Visting Margaret River though, about a two and a half hour drive from Perth, there's lots of reasons to be cheerful though. The area is famous for its winegrowing, and wherever you go , there are estates selling wine from their cellar doors(more about those in another post)

You can also stop and buy lots of other produce from growers of avocados, olives, olive oil,  fruits, and berries ...and a simple drive to a winery becomes an adventure.

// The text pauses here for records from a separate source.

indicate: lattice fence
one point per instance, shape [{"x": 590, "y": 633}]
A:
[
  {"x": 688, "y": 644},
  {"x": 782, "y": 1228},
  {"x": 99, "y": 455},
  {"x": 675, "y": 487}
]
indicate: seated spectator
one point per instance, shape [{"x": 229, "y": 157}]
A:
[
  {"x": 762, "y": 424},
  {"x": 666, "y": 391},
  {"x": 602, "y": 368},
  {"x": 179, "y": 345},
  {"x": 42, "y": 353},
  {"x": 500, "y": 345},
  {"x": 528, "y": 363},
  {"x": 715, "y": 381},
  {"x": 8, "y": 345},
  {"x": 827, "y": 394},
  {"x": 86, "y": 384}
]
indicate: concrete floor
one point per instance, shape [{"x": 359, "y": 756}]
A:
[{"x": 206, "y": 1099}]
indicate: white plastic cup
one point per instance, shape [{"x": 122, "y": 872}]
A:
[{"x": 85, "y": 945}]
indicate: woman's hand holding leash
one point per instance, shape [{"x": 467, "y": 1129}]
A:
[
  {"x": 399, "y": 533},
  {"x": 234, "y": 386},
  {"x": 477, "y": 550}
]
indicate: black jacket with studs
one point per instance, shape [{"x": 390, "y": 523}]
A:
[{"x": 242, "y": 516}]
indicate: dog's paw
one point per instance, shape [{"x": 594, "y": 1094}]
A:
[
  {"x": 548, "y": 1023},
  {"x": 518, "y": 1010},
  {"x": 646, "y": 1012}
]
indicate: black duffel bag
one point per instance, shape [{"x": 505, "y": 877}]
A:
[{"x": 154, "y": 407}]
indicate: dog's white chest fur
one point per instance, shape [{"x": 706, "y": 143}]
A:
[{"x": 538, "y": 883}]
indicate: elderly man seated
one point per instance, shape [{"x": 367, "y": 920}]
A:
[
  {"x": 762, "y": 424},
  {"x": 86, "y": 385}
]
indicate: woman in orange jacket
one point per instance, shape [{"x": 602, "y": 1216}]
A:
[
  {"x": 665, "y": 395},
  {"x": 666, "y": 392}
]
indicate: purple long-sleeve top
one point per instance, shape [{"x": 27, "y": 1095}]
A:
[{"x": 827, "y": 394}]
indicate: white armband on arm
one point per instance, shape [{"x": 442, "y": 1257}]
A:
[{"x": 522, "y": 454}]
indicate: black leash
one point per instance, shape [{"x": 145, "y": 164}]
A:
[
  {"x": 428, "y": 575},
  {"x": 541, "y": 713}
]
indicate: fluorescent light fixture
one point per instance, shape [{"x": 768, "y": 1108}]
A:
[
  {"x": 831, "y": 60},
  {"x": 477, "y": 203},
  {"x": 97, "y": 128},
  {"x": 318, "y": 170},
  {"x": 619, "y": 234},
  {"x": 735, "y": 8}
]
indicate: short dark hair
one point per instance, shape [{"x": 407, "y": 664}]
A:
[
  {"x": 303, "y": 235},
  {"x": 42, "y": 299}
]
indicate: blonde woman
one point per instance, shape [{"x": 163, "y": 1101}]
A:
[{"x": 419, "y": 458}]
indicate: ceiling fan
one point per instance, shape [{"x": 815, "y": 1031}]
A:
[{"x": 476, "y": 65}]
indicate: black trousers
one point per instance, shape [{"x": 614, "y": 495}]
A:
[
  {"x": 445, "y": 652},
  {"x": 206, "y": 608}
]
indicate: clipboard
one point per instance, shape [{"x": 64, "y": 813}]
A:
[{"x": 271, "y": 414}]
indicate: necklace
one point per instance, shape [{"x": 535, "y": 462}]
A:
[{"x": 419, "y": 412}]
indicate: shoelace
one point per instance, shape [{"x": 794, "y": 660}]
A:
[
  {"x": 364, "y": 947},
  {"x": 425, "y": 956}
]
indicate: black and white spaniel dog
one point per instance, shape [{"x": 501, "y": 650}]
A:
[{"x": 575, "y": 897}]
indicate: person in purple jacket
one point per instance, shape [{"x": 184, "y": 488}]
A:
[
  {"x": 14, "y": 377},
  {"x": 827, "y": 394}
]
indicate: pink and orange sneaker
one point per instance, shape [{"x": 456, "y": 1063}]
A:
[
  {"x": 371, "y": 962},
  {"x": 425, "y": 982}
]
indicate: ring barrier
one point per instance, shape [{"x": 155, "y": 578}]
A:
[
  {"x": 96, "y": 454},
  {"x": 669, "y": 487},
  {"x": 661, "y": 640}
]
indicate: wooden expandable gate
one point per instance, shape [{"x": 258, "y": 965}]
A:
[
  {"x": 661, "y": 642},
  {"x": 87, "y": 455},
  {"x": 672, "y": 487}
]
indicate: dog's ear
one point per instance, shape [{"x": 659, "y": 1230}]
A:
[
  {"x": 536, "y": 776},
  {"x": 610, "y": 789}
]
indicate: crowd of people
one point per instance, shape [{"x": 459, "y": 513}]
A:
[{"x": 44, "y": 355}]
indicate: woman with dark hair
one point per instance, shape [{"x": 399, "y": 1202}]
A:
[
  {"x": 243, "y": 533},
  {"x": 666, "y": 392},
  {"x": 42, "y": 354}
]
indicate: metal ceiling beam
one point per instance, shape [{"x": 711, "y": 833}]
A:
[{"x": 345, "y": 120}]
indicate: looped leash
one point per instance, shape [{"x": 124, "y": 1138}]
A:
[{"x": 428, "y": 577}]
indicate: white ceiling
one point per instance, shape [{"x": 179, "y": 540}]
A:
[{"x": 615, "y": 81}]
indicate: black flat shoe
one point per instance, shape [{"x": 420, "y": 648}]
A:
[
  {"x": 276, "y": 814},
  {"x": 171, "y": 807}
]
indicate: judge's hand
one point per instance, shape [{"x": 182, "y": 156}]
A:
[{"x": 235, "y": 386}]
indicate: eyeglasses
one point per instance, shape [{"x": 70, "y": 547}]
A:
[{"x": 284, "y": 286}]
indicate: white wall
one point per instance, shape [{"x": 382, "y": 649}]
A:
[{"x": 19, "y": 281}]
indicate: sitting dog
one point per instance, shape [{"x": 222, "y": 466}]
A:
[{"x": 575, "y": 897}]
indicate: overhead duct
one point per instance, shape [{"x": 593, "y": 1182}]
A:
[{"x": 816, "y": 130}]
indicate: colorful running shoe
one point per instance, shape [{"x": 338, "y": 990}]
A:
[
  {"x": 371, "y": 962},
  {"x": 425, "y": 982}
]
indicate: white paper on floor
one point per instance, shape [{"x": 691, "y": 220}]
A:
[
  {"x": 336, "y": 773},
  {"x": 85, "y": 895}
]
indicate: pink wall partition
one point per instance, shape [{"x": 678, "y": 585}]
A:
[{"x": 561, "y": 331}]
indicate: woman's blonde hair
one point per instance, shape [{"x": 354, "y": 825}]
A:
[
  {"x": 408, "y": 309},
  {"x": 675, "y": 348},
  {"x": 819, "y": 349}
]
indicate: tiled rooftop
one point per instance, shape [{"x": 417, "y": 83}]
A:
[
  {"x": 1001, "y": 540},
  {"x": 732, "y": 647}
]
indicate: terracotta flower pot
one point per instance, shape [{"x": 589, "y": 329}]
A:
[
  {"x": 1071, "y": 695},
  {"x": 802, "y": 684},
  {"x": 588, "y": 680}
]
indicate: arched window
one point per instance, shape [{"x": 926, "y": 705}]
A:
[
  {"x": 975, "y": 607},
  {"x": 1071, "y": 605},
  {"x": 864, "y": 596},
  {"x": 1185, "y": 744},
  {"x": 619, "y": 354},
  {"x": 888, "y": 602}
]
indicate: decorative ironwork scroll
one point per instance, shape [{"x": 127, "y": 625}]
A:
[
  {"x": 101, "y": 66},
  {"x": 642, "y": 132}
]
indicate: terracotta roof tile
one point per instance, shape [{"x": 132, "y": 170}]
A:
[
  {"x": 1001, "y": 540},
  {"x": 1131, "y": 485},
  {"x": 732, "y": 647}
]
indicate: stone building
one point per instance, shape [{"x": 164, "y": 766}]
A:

We stumbled on a hidden gem one lunchtime after a particularly enjoyable wine tasting on the Caves Road north of Margaret River. It was about half past one, and we were hungry.Correction, my son was starving. With capital letters. We came across Olio Bellio ...yes , they grow olives...right next to the car park

Their Extra Virgin Olive Oil is grown and pressed at Cowaramup Creek Farm, a 320 acre property

But they also make lots of other tasty treats....such as lemon or lime pressed olive oil,and  a wonderful mandarin and fig chtney as well as other condiments.And they serve lunch.

So we hoovered up quite a few samples dipped in bread and crackers...and then stayed for lunch. I ordered a delicious walnut, pear and feta salad with their own honey and mustard dressing , my son ordered pizza.He said it was the best pizza he'd tasted for a long time.....and I agreed. Well, I had to have a few slices didn't I? Oh, and as well as force feeding him some salad we shared some potato wedges roasted with rosemary and olive oil.

 Such a lovely lunch, all locally grown and produced....

And to drink, a local lemonade....served in a fully degradable bio cup.

A quiet spot under a shady tree for a lazy lunch ...with all  produce grown or made within a few miles.Local food rules -in Australia as well as Leicestershire and Rutland.